What does a pipefitter do?
Pipefitters lay out, assemble, set up, maintain, and fix various types of piping systems. They use a variety of materials such as plastic, iron, copper, aluminum, steel, lead, and clay. They work with water systems, waste systems, and systems that provide gas for heating and cooling and cooking purposes. They install and fix low-pressure and high-pressure piping systems used in heating and cooling, manufacturing, and creating electricity in buildings and structures. They read and interpret specifications, plans, and blueprints, create detailed sketches for pipe and equipment installation, cut openings for the pipes using many different tools, measure and cut materials, and complete threading, bending, grooving, brazing, soldering, and welding tasks. They also set up automatic control panels to regulate a variety of systems.

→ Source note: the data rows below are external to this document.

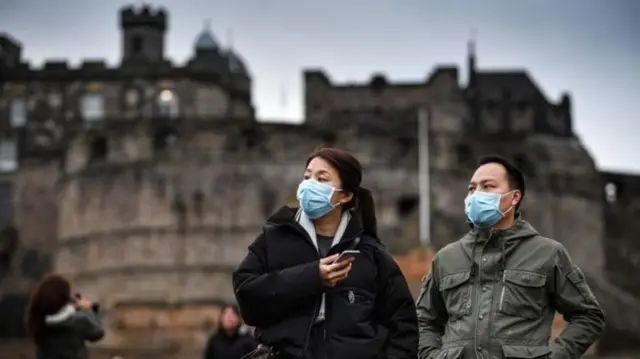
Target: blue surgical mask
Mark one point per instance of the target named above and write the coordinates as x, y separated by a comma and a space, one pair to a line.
315, 198
483, 208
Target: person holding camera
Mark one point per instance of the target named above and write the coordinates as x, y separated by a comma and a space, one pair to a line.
59, 323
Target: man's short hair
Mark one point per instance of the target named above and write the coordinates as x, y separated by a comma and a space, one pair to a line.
514, 175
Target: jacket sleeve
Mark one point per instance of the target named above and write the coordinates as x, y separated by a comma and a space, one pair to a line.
88, 323
574, 299
396, 310
432, 315
264, 296
208, 349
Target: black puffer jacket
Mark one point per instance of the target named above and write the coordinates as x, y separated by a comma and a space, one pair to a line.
371, 314
229, 346
66, 332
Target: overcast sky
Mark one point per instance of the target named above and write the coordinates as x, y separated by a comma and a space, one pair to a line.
590, 48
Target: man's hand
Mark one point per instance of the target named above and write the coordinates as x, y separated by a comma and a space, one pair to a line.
332, 272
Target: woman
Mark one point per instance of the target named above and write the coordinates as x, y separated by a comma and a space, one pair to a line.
304, 303
228, 342
59, 323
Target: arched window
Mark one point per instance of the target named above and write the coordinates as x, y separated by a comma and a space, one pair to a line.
92, 106
168, 105
611, 192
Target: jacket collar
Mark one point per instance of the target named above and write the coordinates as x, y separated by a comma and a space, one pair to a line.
287, 216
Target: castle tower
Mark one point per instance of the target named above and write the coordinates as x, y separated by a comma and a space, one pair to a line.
143, 33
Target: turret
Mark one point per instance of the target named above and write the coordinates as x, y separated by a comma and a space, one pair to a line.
143, 32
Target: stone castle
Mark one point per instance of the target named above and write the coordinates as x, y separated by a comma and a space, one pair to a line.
145, 182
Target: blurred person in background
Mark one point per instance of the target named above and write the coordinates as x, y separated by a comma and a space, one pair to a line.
494, 293
230, 341
60, 323
303, 301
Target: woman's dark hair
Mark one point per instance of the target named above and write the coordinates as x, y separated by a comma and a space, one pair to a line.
350, 172
50, 295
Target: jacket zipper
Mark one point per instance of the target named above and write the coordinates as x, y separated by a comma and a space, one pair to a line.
318, 304
504, 286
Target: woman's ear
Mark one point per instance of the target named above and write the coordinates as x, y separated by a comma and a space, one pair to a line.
347, 198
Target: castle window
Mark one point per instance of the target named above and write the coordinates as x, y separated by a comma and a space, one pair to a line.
18, 112
55, 100
132, 97
492, 105
168, 104
92, 106
465, 154
8, 155
164, 139
611, 192
406, 205
251, 138
136, 44
98, 150
524, 165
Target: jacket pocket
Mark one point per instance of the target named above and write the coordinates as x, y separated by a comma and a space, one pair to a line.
456, 291
522, 293
449, 353
577, 278
525, 351
349, 311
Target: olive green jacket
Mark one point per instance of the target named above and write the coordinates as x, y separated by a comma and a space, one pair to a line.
502, 304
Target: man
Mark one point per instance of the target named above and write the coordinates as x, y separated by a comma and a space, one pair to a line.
494, 293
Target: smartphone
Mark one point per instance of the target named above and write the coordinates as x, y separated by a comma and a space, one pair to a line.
349, 253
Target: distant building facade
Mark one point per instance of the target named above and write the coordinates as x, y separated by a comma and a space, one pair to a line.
145, 182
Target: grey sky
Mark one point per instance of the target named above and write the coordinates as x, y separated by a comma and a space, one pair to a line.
590, 48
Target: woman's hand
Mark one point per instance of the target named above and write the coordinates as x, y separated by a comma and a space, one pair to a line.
83, 303
332, 272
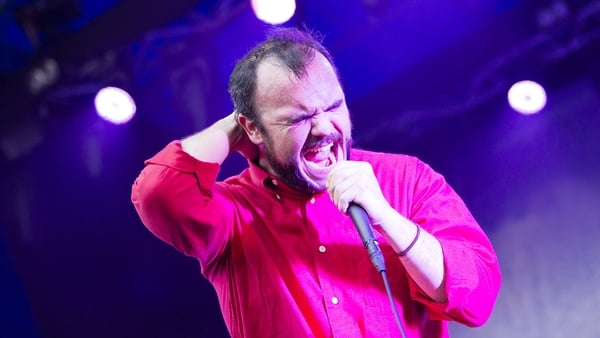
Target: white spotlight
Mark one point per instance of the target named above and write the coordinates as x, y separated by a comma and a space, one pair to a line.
114, 105
527, 97
274, 12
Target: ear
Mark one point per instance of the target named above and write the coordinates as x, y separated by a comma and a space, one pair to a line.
251, 129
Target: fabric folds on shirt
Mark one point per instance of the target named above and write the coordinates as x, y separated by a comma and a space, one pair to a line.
285, 264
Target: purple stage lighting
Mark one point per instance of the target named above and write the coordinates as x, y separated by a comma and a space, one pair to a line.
114, 105
527, 97
274, 12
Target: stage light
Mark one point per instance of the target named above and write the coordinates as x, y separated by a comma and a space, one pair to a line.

Pipefitters use many different construction methods and materials depending on the project type. Some systems are very specialized such as municipal sewerage systems, and require crews of pipefitters.
What kind of training does a pipefitter need?
Most pipefitters complete formal training through community colleges and technical schools. Some complete apprenticeship programs that provide comprehensive training. Most apprenticeship programs consist of 4 to 5 years of 144 hours of annual classroom instruction and paid training on the job. Coursework typically includes mathematics, blueprint reading, drafting, safety, chemistry, and physics. Apprentices learn basic skills through on the job training. As they gain experience, they learn how to work with many types of pipes and how to install various piping systems. A few states require pipefitters to be licensed and the requirements usually include work experience and passing a written examination.
What are the prospects for a career as a pipefitter?
Employment of pipefitters is projected to about as fast as average for all professions, increasing 10% from 2006 to 2016 (1). The growing population and construction and maintenance of buildings and structures will drive job growth.
Job prospects are expected to be very good especially for pipefitters that are skilled and have welding abilities. Job openings will also arise to replace pipefitters who retire or leave the field.
How much do pipefitters make?
As of September 2009, the middle 50% of pipefitters earned annual salaries between $34,940 and $48,310. The highest 10% earned annual salaries of more than $55,174 (2).
A career as a pipefitter is a great choice for people interested in installing piping and tubing. Pipefitters must be in good physical health and have excellent communication and interpersonal skills. Confidence, precision, leadership, organization, manual dexterity, and willingness to learn are essential qualities. Good mathematical skills and ability to work as part of a team are also necessary traits.